Мир открывается настежь - [26]
— Нет, вы скажите все-таки, Сергей Захарович, — спрашивал я Воронова, — откуда полиция узнавала о наших собраниях? Почему Шурканова до сих пор не уволили?
— Постой, не кипятись! — Воронов сердито смотрел на меня, покусывая губу.
Эта привычка появилась у него, видимо, в тюрьме. А в ином он не изменился, разве пожелтел чуть-чуть. Я так и не понял, каким образом он очутился на свободе и сразу был принят на «Новый Айваз». Но расспрашивать об этом не посмел и доверять ему не перестал. Обрадовался, будто родному.

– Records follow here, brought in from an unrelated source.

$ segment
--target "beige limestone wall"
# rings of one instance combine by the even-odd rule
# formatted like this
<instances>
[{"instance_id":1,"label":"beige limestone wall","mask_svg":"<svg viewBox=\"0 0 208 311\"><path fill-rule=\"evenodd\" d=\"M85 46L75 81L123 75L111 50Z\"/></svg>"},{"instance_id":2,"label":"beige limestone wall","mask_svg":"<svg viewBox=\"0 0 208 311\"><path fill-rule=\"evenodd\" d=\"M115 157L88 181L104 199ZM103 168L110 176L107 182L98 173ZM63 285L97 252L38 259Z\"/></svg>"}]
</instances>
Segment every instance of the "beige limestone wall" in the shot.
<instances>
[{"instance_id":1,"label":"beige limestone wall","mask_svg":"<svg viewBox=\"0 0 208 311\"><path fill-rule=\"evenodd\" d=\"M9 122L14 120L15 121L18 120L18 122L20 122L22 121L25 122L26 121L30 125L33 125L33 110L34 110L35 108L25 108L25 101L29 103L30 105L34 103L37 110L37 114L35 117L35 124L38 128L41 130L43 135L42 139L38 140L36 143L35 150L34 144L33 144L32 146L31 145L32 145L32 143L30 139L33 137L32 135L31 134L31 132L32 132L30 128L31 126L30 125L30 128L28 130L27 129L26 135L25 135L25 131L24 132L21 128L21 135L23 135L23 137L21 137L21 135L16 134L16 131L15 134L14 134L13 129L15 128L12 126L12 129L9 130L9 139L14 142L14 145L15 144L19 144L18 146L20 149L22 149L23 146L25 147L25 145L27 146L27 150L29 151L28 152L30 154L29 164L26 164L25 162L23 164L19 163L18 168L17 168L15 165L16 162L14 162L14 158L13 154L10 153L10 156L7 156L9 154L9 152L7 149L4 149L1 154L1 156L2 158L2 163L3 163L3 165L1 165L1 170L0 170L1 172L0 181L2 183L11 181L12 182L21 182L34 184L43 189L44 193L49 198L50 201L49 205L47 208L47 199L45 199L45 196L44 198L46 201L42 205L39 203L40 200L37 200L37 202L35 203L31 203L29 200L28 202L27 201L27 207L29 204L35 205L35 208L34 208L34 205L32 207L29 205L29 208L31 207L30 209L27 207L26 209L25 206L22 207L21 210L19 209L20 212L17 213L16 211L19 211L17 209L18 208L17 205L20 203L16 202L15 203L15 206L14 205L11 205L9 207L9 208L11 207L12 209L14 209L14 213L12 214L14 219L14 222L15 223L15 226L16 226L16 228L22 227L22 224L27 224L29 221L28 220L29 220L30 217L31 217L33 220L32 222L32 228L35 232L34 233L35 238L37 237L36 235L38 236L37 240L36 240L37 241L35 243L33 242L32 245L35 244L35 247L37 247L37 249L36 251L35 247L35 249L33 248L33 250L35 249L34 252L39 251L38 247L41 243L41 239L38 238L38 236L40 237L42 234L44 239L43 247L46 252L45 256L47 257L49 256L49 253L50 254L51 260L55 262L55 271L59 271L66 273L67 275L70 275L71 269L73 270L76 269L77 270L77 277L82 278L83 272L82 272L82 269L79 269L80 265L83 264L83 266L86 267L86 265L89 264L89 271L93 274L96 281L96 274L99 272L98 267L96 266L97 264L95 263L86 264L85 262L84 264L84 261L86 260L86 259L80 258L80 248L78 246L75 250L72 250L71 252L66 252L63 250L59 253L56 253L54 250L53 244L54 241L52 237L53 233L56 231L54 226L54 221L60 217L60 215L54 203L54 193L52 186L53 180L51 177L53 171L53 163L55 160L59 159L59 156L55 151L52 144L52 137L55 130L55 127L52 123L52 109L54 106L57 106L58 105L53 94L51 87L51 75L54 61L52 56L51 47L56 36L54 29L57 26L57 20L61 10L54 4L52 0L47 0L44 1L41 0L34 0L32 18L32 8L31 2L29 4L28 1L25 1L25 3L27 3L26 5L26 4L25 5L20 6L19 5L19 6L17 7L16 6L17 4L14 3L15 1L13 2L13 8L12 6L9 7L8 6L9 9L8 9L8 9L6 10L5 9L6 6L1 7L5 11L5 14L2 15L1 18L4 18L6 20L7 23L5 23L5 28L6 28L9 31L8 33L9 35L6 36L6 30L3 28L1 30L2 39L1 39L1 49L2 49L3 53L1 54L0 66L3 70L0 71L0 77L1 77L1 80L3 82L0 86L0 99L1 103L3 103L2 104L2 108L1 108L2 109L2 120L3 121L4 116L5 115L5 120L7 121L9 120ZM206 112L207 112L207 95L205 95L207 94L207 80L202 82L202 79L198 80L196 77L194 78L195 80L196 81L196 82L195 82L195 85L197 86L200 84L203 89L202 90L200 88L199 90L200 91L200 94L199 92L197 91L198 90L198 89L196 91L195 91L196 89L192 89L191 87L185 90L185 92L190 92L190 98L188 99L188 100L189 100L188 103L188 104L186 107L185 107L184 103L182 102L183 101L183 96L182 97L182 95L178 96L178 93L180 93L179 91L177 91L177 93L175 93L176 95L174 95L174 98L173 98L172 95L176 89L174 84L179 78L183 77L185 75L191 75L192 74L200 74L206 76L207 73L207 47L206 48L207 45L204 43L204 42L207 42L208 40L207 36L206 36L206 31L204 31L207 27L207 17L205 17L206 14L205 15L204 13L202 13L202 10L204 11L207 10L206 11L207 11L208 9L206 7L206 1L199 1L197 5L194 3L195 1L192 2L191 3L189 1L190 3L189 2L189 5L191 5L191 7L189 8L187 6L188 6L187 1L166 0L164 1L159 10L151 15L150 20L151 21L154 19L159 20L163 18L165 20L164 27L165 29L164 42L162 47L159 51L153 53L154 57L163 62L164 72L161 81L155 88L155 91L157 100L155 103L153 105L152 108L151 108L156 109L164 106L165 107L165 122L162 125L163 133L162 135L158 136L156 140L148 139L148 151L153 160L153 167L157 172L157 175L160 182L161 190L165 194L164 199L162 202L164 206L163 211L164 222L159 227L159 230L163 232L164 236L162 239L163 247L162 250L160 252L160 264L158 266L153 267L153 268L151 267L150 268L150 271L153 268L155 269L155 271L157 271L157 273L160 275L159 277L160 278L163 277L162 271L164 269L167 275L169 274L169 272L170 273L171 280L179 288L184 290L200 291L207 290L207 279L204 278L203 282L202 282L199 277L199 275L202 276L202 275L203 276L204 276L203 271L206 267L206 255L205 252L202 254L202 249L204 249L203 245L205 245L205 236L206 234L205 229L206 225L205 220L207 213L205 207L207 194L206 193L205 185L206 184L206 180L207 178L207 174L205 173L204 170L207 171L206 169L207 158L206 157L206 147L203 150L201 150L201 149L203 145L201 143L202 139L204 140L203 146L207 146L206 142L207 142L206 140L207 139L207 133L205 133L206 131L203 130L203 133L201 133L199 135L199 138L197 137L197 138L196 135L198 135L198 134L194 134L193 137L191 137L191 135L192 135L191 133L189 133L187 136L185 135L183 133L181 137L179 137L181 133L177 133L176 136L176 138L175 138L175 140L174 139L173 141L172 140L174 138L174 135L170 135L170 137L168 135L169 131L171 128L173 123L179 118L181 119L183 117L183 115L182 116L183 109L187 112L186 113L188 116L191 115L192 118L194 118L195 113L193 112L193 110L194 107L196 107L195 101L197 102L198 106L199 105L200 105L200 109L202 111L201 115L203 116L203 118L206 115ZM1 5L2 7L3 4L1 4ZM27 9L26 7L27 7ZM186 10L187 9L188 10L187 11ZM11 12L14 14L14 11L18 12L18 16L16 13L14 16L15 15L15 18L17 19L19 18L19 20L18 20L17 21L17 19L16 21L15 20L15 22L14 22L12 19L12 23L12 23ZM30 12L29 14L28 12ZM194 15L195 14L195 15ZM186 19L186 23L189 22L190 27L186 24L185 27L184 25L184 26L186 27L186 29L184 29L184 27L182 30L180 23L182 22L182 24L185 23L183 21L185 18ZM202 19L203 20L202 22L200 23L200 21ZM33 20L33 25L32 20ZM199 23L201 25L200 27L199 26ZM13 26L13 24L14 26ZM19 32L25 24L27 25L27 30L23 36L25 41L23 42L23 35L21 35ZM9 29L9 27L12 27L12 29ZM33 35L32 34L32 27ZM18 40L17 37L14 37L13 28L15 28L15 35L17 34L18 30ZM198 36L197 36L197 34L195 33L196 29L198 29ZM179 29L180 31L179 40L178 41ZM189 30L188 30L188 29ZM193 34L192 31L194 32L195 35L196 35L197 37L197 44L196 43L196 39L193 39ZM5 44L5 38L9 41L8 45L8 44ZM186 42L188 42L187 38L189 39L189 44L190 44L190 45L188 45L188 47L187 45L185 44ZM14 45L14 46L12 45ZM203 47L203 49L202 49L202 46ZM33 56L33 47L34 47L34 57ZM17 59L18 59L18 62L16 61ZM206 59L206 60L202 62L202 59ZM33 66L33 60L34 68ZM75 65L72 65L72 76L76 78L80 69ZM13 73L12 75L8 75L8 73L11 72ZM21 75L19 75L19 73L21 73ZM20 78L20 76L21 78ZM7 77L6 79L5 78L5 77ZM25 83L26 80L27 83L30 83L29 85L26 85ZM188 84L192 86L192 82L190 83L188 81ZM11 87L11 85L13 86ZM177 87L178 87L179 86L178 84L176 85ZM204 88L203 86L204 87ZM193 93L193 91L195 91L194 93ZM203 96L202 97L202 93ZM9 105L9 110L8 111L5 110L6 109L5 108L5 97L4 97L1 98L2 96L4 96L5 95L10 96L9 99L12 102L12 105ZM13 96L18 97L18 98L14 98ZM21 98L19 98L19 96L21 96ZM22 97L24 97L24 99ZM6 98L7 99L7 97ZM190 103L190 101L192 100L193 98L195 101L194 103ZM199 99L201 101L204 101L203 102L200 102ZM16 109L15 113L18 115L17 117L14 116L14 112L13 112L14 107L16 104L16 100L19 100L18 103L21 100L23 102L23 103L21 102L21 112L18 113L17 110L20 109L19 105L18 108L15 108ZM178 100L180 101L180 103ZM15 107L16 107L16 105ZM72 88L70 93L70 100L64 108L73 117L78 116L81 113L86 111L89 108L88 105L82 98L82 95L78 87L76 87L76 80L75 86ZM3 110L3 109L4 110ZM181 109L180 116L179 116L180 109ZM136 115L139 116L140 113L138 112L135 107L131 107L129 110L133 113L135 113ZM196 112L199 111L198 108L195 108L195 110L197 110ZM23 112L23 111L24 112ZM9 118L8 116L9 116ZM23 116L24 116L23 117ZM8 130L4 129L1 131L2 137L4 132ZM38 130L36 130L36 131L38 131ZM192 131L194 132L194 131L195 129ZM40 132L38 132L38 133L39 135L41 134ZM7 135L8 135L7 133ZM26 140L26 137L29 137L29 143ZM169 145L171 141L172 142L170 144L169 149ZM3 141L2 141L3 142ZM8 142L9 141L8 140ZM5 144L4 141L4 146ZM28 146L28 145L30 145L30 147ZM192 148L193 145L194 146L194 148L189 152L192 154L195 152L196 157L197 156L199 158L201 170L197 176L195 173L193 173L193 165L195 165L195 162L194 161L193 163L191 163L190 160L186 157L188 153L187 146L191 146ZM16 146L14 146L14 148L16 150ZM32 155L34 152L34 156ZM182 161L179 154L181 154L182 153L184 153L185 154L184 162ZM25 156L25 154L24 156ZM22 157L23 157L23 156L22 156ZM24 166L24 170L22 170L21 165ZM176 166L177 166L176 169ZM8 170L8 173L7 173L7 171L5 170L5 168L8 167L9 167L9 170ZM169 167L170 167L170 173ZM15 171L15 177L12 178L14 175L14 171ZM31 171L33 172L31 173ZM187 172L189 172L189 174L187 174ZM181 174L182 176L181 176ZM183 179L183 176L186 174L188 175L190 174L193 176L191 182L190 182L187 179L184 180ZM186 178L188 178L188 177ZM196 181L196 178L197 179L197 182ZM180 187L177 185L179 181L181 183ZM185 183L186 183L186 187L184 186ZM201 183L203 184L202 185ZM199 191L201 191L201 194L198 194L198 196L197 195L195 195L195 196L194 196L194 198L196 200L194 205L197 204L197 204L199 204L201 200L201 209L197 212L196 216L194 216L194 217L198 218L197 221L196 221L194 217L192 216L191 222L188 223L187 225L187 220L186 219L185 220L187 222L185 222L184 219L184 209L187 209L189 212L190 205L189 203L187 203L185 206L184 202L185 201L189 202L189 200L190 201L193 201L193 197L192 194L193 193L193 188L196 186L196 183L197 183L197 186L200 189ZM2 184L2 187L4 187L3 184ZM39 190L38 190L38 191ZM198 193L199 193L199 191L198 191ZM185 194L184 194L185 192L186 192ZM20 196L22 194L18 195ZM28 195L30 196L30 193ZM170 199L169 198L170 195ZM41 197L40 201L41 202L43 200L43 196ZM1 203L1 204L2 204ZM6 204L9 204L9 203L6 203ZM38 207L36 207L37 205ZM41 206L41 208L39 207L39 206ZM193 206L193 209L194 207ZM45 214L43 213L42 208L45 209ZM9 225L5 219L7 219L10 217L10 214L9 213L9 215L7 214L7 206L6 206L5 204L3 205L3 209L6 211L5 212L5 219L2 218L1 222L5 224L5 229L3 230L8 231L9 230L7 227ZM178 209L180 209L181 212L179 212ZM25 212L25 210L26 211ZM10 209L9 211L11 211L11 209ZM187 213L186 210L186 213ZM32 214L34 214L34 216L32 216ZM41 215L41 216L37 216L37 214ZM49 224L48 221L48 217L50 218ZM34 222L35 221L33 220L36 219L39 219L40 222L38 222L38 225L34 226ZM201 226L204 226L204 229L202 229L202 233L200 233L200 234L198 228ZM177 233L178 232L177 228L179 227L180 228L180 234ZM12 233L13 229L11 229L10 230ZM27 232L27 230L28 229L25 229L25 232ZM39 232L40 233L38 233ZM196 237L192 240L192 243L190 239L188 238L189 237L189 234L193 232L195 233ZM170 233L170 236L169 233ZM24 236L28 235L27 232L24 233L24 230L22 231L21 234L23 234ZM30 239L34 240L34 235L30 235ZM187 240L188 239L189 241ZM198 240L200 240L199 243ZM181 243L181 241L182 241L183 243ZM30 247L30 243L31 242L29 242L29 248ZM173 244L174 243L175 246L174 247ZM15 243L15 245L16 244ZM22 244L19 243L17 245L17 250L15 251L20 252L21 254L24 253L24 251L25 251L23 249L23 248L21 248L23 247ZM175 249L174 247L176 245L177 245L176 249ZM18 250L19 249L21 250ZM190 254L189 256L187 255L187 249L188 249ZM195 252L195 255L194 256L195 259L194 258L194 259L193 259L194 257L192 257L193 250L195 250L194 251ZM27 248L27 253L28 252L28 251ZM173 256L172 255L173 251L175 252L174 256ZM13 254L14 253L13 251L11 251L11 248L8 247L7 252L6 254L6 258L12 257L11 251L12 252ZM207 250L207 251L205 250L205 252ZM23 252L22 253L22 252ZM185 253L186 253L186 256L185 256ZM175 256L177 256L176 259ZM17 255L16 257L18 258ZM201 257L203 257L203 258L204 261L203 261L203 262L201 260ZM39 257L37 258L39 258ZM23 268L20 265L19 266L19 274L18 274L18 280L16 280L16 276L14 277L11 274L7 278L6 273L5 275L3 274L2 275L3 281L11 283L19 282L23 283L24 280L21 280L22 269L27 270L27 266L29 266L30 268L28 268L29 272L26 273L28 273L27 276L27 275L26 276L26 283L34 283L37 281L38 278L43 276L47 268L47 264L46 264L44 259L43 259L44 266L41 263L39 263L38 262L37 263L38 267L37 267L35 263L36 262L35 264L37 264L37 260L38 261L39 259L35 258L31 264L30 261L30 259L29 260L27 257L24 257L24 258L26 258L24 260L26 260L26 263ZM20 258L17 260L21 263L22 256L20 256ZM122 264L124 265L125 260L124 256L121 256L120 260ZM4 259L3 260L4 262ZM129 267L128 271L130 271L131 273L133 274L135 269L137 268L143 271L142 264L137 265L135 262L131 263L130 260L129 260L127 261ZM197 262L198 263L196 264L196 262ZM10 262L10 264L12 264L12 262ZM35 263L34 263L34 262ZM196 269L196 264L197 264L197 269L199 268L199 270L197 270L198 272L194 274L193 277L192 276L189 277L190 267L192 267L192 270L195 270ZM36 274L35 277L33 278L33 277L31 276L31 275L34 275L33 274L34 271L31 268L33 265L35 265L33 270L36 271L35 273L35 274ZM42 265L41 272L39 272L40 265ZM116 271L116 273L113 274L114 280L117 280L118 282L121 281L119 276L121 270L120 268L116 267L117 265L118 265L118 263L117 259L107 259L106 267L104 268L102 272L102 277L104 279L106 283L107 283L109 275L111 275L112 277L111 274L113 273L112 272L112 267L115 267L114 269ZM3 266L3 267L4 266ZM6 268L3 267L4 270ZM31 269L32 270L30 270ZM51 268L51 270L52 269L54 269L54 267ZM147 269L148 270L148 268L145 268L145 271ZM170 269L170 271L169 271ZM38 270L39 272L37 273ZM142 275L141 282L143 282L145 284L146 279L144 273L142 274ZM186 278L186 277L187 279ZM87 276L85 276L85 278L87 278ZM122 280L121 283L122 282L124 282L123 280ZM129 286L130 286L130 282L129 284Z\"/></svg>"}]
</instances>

Три месяца мотался я по заводам, и всюду перед носом моим захлопывались двери. Товарищи по «Сампсониевскому обществу», заводские ребята хлопотали за меня — и все впустую. Деньги кончились, и если бы не тетя Поля и Леша Алексеев — хоть околевай под забором. Все чаще подумывал я пойти к дяде Васе: он-то уж помог бы мне. Но откладывал напоследок, когда не будет никакой надежды.
Вечерами Воронов по-прежнему посмеивался над Москвиным, втягивал его в спор. Однако Москвин теперь на удочку не поддавался, надевал валенки и уходил «побродить». Тогда я начинал свой допрос.
— Не все сразу, — останавливал меня Воронов. — Давай рассуждать. Несомненно, провокатор есть, а может быть, и целая стая. Но пока подозрения твои относительно Шурканова я отвергаю. У него часто жил Михаил Иванович Калинин и при своем опыте и чутье мог бы что-то заподозрить. И все же, на всякий случай, доверие ограничим… Меня беспокоит сейчас и другое — твоя работа. Все это взаимно связано, но распоряжение об увольнении в булочной не предъявишь.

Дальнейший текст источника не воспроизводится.